Lady Nata (奈多夫人, d. March 23, 1587), known in Christian scholarship as Ōtomo-Nata Jezebel, was a Japanese noblewoman from the Sengoku period. Daughter of Nata Akimoto, she was a high priestess of Usa Jingū. She was the first wife of Christian daimyo Ōtomo Sōrin. She actively resisted the Jesuit mission in Japan and the spread of Christianity in Kyushu.

Her religious and political influence was so great that she was the principal leader of the anti-Christian force in Bungo province during the rule of Ōtomo Sōrin.

== Life ==
Lady Nata married Ōtomo Sōrin around 1545, when he was around 15 years old. She was the mother of Ōtomo Yoshimune who succeeded Sōrin as head of the Ōtomo clan; their second son Ōtomo Chikaie, third son Ōtomo Chikamori the last two were adopted by Tawara Chikakata. She had a daughter who was engaged for a time to Chikakata's adopted son Tawara Chikatsura. Despite her husband's kind treatment of the Jesuits, she remained affiliated with her parents' Hachiman Shrine, and associated regularly with shrine maidens, Yamabushi and Bhikkhunī.

She has been described by resistant Buddhists as "the defender and martyr of the traditional religions that had given Bungo its coherence and peace until the Jesuits arrived."

=== Resistance against Christianity ===
Lady Nata was one of the main reasons for slow and difficult spread of Christianity in the Bungo province in 1570-1580. The Jesuits readily identified her as "a witch, pagan, idol-worshipping enemy of the church", and thus nicknamed her "Jezebel", the idol-worshipping queen of King Ahab from the Book of Kings — a figure associated with seduction, desire for usurpation of the office of the king, and protection of the prophets of Baal who fought against God's prophet Elijah.
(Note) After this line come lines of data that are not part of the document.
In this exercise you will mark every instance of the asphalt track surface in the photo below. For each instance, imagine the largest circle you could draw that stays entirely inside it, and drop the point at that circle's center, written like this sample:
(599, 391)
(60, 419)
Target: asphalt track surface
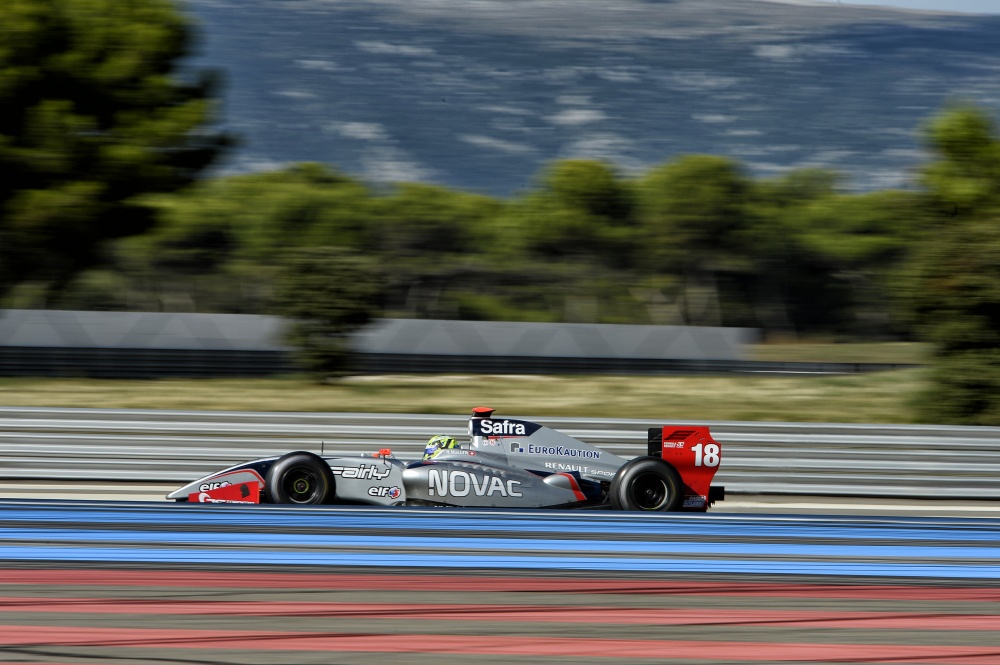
(145, 583)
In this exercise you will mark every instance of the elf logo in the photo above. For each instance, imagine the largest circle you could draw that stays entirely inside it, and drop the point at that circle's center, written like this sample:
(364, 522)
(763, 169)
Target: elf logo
(391, 492)
(461, 483)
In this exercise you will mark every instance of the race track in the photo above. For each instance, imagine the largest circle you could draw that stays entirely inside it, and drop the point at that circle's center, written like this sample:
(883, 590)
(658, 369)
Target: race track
(144, 583)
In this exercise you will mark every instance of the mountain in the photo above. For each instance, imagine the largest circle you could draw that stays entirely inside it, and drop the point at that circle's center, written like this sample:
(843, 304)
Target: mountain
(480, 94)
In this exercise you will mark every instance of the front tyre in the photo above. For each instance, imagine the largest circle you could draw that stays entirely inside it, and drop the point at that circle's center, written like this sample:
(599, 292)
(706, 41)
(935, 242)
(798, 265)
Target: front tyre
(300, 479)
(649, 484)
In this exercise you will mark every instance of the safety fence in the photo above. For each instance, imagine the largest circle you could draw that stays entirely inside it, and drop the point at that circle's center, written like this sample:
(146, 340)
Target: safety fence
(914, 461)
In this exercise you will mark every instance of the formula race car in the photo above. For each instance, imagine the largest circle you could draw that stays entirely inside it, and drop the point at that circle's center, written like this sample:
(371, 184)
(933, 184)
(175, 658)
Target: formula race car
(507, 463)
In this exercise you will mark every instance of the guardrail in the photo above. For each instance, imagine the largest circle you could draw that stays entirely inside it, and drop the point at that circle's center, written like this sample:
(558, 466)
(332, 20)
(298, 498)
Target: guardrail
(914, 461)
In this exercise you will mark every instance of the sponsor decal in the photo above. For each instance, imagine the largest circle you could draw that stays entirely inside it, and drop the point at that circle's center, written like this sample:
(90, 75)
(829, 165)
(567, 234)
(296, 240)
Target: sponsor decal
(391, 492)
(489, 427)
(582, 468)
(460, 483)
(532, 449)
(694, 502)
(363, 472)
(502, 427)
(227, 493)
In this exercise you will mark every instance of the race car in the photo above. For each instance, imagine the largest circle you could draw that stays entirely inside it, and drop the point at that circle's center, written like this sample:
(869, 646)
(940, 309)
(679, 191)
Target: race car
(506, 464)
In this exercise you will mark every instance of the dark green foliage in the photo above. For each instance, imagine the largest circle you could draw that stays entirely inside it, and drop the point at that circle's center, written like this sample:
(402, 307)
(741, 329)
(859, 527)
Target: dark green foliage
(327, 293)
(92, 115)
(953, 283)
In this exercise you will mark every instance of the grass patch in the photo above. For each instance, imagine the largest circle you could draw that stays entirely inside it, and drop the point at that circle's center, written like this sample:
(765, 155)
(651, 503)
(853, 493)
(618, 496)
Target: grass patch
(865, 398)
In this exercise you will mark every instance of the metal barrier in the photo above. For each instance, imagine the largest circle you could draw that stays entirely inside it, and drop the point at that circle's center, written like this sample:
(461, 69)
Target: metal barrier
(915, 461)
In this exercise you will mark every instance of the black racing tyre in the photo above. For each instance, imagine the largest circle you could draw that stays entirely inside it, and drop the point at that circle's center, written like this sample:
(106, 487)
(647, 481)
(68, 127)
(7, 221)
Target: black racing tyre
(647, 483)
(300, 478)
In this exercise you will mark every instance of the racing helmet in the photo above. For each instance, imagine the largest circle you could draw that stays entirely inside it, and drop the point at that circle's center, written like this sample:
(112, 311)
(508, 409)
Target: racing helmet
(438, 443)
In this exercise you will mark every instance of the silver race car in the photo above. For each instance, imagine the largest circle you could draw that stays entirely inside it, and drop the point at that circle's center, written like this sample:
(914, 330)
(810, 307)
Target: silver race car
(506, 464)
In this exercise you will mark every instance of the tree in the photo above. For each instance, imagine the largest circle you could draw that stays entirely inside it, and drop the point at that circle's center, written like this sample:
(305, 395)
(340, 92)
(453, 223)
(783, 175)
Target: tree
(93, 115)
(953, 284)
(694, 214)
(327, 293)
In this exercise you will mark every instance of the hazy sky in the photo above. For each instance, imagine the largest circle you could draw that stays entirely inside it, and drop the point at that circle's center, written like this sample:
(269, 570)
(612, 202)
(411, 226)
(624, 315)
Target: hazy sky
(972, 6)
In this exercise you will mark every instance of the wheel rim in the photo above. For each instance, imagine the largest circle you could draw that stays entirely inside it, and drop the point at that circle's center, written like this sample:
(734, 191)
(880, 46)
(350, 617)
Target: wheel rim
(301, 485)
(649, 492)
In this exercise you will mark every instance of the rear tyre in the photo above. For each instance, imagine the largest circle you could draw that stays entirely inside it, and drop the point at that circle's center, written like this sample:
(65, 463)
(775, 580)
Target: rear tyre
(300, 479)
(648, 484)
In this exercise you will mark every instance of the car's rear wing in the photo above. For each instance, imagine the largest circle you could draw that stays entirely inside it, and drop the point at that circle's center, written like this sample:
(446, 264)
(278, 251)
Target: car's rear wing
(696, 456)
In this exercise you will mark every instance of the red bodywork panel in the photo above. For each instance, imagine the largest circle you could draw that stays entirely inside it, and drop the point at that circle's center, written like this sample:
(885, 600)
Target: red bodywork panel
(694, 453)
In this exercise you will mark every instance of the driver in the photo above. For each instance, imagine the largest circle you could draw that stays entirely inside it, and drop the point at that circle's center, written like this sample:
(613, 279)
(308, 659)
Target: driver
(437, 444)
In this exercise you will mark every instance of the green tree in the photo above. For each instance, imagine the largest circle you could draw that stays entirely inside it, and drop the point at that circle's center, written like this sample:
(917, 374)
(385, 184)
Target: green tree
(695, 218)
(327, 293)
(93, 114)
(953, 284)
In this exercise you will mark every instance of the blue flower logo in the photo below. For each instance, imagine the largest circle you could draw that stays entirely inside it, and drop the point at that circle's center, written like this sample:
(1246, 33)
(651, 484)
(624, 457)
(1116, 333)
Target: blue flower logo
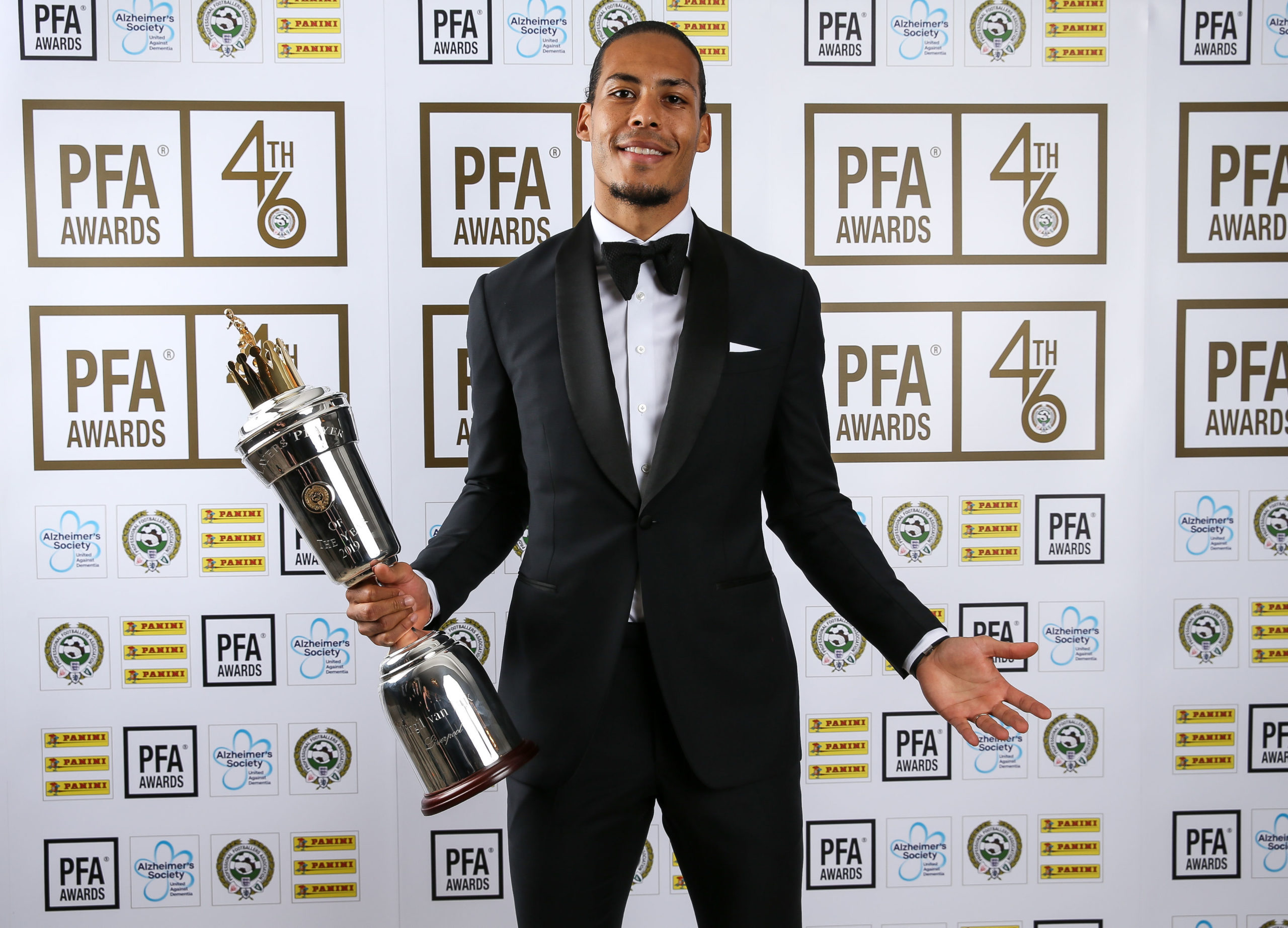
(912, 47)
(168, 868)
(919, 837)
(531, 26)
(136, 42)
(320, 632)
(68, 523)
(1274, 845)
(1201, 542)
(1072, 621)
(237, 773)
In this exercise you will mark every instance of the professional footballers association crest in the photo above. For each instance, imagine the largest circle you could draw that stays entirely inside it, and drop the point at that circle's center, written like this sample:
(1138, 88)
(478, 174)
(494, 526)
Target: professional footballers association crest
(915, 531)
(245, 867)
(836, 643)
(1206, 632)
(74, 652)
(995, 849)
(1071, 740)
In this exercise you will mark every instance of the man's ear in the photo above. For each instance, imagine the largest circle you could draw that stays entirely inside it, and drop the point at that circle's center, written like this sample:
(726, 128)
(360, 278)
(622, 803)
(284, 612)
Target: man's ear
(584, 112)
(705, 133)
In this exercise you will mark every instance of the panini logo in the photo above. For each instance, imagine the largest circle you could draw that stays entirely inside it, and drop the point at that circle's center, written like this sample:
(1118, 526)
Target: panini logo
(300, 25)
(1005, 554)
(1204, 763)
(326, 842)
(1204, 716)
(1204, 739)
(1070, 825)
(249, 514)
(232, 540)
(1077, 30)
(859, 724)
(309, 868)
(992, 508)
(1270, 655)
(701, 28)
(174, 675)
(76, 739)
(1264, 608)
(77, 788)
(326, 891)
(839, 772)
(1076, 53)
(72, 765)
(155, 652)
(232, 565)
(1070, 872)
(308, 49)
(1071, 849)
(821, 748)
(991, 530)
(145, 627)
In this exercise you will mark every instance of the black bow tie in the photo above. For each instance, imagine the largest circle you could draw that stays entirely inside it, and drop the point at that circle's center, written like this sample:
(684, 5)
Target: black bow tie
(624, 261)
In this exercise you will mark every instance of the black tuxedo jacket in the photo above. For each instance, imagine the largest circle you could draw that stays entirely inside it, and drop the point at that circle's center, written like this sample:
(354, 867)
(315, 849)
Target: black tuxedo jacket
(549, 452)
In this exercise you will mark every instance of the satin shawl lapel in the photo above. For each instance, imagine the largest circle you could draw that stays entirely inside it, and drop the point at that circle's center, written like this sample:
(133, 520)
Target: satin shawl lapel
(700, 362)
(587, 366)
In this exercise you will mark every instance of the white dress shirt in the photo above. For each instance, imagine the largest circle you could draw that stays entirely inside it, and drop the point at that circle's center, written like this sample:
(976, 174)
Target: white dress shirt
(643, 340)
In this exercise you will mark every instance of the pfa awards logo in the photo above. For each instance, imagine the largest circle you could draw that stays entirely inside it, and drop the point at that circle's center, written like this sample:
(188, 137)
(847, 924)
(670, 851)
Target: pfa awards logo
(1206, 636)
(323, 758)
(74, 652)
(245, 868)
(995, 849)
(1071, 740)
(151, 540)
(915, 531)
(838, 645)
(1270, 528)
(999, 29)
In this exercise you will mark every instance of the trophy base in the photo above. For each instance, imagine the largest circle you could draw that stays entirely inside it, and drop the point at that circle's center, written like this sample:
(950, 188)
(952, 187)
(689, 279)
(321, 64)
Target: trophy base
(475, 783)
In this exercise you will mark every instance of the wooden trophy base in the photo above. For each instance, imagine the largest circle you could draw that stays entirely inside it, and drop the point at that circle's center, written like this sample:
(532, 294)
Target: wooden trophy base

Advised by Jesuits, Ōtomo Sōrin divorced Lady Nata in 1578, his clan retainers were completely opposed to the divorce. This event was the trigger for the Hachimangū's members to declare war on Christianity.

The Nata family controlled a large portion of the Kunisaki peninsula in northern Bungo, and Lady Nata held significant tracts of land herself. She gathered around herself numerous powerful supporters at court, who helped oppose Sōrin's destruction of Buddhist temples and Shinto shrines, abandonment of Shinto and Buddhism, and embrace of Christianity. She and her brothers, Tawara Chikakata and Nata Shizumoto, continued to resist the oppression of Christian daimyos and the massive presence of European Christian (specially Portugueses) in eastern Kyushu.

Sōrin turned against the Nata family and Usa Jingū shrine, attacking and burning the shrine repeatedly in the 1580s, and seizing its territories and armies to be placed under his direct supervision. After Lady Nata's death in 1587, the Nata family declined further; however, her religious influence is said to have lasted throughout the Edo period.